Geschichte

 Das Grand Hotel Belle Vue wurde im Jahr 1912 vom Architekten Alexis Dumont auf einem dreieckigen Grundriss entworden, dessen drei Ecken durch einen Turm akzentuiert werden.  Die durchgehenden Vordächer mit krönenden Balkons über dem Erdgeschoss und dem ersten Stock sorgen für einen horizontalisierenden Effekt.

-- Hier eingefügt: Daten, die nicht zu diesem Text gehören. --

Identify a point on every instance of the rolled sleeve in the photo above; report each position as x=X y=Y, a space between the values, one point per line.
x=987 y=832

Das Zierfachwerk in der obersten Etage und die Spitzgiebel weisen auf den anglonormannischen Einfluss hin.

Das Hotel datiert aus einer Zeit, in der De Haan vom aufkommenden Tourismus einschneidend verändert wurde.  Vom Massentourismus, wie wir ihn heute kennen, war damals allerdings noch keine Rede.  Schliesslich gehörte das Reisen zu den Vorrechten der Allerreichsten.  Im Anfang waren die Hotelgäste Engländer, die in der indischen Kolonie ein Vermögen gemacht hatten.  Sie reisten mit ihrem Gefolge bis zur nahe gelegenen Tramstation von De Haan, wo sie von den Portiers des Hotels abgeholt wurden, die in den typischen roten Anzügen herausgeputzt waren.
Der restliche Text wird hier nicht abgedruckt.